What happens if I turn the nonlinearity slider to zero?
At α=β=0 every model reduces to the purely harmonic chain, whose exact solution is a sum of independent normal modes that never exchange energy. Exciting mode k leaves the mode-energy spectrum showing all the energy permanently parked in bar k, with every other bar at zero — there is no beating, no recurrence, and no chaos, because linear normal modes simply do not interact. This is the baseline the FPUT experiment was designed to test against.
What is the KAM theorem's role here?
The Kolmogorov–Arnold–Moser (KAM) theorem describes how, when a small nonlinear perturbation is added to an integrable Hamiltonian system (like the linear chain or the integrable Toda lattice), most of the quasi-periodic invariant tori survive rather than immediately dissolving into chaos. This is why the α- and β-FPUT chains show long-lived near-recurrence at weak-to-moderate nonlinearity instead of instantly thermalizing: the system stays close to an integrable one. Only once the nonlinearity slider is pushed high enough do enough resonances overlap to destroy the surviving tori and produce genuine chaotic energy sharing across modes.
How does chain length N and excitation mode k affect the dynamics?

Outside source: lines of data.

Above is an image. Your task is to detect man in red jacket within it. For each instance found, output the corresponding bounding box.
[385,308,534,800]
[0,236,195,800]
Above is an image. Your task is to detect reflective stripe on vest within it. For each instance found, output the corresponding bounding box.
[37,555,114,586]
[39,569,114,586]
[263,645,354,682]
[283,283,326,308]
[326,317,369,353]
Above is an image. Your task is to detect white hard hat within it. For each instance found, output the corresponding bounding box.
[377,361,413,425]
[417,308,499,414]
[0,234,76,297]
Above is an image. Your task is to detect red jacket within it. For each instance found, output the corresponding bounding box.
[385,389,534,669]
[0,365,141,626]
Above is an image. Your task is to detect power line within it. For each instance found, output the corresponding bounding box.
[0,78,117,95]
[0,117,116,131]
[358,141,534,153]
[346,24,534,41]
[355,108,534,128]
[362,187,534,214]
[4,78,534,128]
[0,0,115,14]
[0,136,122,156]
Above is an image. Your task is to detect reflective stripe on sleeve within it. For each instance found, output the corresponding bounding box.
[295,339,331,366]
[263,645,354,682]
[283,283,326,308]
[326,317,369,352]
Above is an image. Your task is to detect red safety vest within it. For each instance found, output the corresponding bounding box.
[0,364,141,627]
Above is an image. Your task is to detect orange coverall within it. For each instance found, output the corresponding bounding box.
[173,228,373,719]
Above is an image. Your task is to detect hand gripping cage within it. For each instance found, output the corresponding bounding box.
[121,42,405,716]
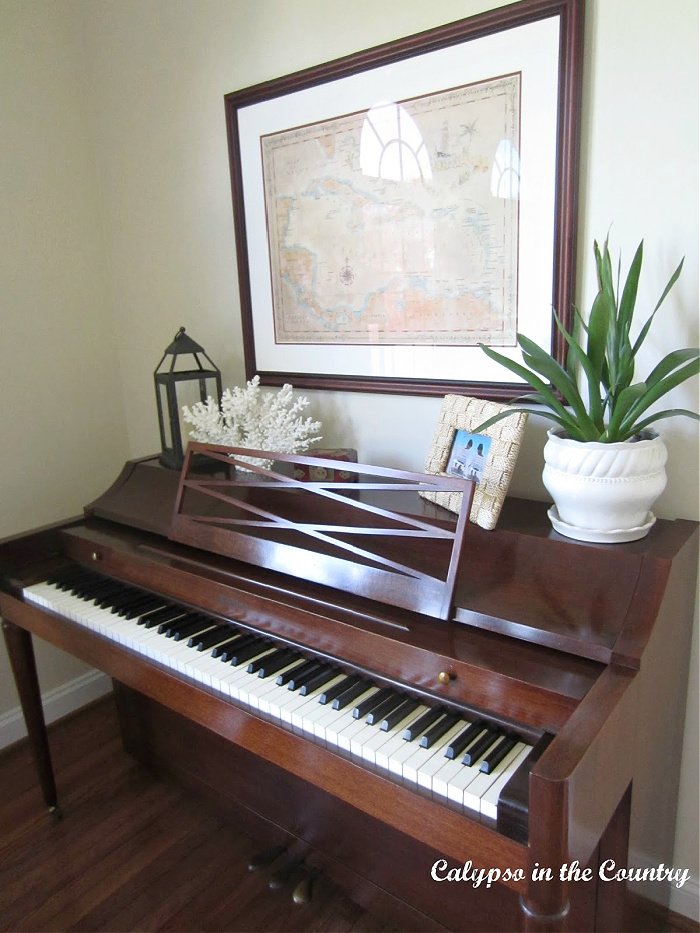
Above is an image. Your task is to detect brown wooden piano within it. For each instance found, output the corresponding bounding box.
[0,445,698,931]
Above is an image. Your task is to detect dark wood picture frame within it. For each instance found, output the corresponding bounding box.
[224,0,584,401]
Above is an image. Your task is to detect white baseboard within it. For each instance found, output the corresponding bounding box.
[668,878,700,923]
[0,671,700,923]
[0,671,112,749]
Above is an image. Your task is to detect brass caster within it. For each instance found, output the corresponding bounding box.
[248,846,287,871]
[292,871,316,904]
[49,804,63,823]
[268,859,304,891]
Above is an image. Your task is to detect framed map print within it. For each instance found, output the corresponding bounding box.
[225,0,582,399]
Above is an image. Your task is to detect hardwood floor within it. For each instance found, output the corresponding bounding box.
[0,699,698,933]
[0,701,392,933]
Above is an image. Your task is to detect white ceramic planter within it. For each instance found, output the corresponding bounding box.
[542,431,667,543]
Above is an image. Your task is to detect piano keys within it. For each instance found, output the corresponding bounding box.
[0,450,698,931]
[23,568,532,820]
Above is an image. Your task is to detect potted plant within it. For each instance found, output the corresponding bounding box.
[475,239,700,542]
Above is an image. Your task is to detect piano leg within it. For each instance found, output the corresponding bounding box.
[2,619,61,819]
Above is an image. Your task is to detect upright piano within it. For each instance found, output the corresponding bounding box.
[0,445,698,931]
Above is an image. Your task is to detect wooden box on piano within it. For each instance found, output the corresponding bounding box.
[0,448,698,930]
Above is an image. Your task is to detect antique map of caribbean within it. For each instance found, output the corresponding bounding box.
[261,74,520,346]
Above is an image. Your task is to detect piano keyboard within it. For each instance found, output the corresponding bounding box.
[24,567,532,819]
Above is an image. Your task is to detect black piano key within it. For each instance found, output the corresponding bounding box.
[403,706,445,742]
[165,612,214,641]
[90,583,142,609]
[479,735,518,774]
[420,713,460,748]
[248,648,294,677]
[88,580,132,608]
[379,698,420,732]
[352,687,396,719]
[158,611,201,638]
[46,567,90,590]
[277,658,320,690]
[117,596,163,619]
[445,719,486,759]
[211,629,245,661]
[318,674,361,705]
[332,678,372,709]
[299,665,338,697]
[230,638,273,667]
[248,648,301,677]
[187,625,231,651]
[218,632,258,664]
[137,605,185,631]
[287,661,326,690]
[367,691,406,726]
[275,656,309,687]
[462,729,503,765]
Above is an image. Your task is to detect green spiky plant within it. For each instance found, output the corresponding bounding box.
[474,238,700,444]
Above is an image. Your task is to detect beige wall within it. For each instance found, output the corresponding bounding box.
[0,0,128,714]
[0,0,698,916]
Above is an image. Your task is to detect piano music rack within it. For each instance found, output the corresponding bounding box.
[169,443,474,619]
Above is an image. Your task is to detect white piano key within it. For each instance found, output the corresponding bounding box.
[24,583,531,817]
[401,722,464,786]
[480,745,532,820]
[463,742,525,813]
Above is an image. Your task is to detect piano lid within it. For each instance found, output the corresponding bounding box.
[85,451,696,668]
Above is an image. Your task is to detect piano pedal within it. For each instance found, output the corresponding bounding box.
[292,868,318,904]
[248,845,287,871]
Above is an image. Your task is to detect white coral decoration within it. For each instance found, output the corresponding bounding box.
[182,376,321,469]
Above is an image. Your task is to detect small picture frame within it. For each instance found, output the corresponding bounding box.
[421,395,527,530]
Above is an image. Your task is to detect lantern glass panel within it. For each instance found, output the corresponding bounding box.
[175,376,219,452]
[157,382,173,449]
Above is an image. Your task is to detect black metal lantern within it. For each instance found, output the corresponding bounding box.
[153,327,221,470]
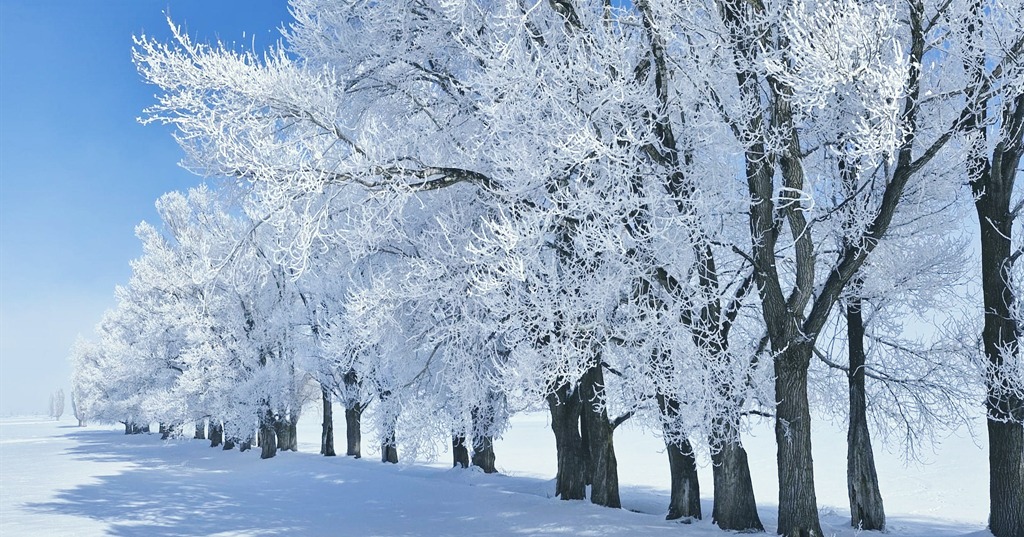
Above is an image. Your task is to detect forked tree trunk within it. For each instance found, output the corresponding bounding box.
[321,386,335,457]
[775,341,822,537]
[580,364,622,508]
[711,421,765,533]
[345,403,362,458]
[210,418,224,448]
[547,383,587,500]
[452,435,469,468]
[657,394,701,521]
[846,295,886,531]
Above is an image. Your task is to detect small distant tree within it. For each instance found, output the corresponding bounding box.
[50,388,65,420]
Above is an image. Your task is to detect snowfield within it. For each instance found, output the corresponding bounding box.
[0,409,991,537]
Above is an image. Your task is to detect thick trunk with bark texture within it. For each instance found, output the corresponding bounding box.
[547,383,587,500]
[975,163,1024,537]
[452,435,469,468]
[210,418,224,448]
[775,342,822,537]
[665,440,700,521]
[580,364,622,508]
[257,418,278,459]
[711,432,765,532]
[345,403,362,458]
[846,297,886,531]
[321,387,335,457]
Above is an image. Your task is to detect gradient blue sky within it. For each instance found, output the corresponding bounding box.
[0,0,289,415]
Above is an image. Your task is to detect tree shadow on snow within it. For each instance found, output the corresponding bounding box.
[26,429,977,537]
[25,430,678,537]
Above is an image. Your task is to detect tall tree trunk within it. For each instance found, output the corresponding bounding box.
[710,418,765,532]
[258,409,280,459]
[657,394,700,521]
[321,386,335,457]
[210,418,224,448]
[580,361,623,508]
[469,391,504,473]
[345,403,362,458]
[452,435,469,468]
[846,295,886,531]
[381,390,398,464]
[775,341,823,537]
[665,440,700,521]
[974,151,1024,537]
[547,382,587,500]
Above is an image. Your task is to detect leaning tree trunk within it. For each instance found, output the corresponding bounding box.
[657,394,700,521]
[210,418,224,448]
[775,341,822,537]
[547,382,587,500]
[345,403,362,458]
[580,363,622,508]
[452,433,469,468]
[711,417,765,532]
[846,295,886,531]
[321,386,335,457]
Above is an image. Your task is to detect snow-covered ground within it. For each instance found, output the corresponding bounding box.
[0,411,990,537]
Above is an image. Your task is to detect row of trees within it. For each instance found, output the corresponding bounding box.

Larger N gives finer spatial and spectral resolution and lets higher mode numbers exist, but also increases the number of nearly-resonant mode triplets/quartets that nonlinear terms can couple, generally making thermalization easier at a given nonlinearity. Exciting a low mode (small k, long wavelength) tends to show the cleanest FPUT recurrence, since its nearest neighbours in the mode spectrum are well separated in frequency; exciting a high mode (k close to N) puts the system closer to the Brillouin-zone edge where the dispersion relation flattens and neighbouring modes are more easily driven into resonance.
Why do the beads in the top canvas change colour?
Each bead's colour encodes its instantaneous kinetic energy, ½mvᵢ², scaled relative to the hottest bead in the chain at that moment (blue → low kinetic energy, red → high kinetic energy). Watching the colour pattern is a quick visual proxy for the same energy-sharing question the mode spectrum answers numerically: in the near-recurrent regime the "hot spot" sloshes back and forth in a fairly organized pattern tied to the excited mode's wavelength, while in the chaotic/thermalized regime the hot and cold beads become spatially disordered and roughly uniform in time-average.
Is this the same system Fermi, Pasta, Ulam, and Tsingou originally simulated?
Yes, structurally: a 1-D chain of masses on identical nonlinear springs with fixed (clamped) ends, started from a single sinusoidal normal-mode excitation and evolved forward in time on a computer — precisely the 1955 Los Alamos report's setup (originally with N=32 or 64 masses and a small α or β term). This simulator lets you additionally swap in the exactly integrable Toda potential, which was introduced later (1967) specifically to explain, via soliton theory, why the original FPUT chain refused to thermalize.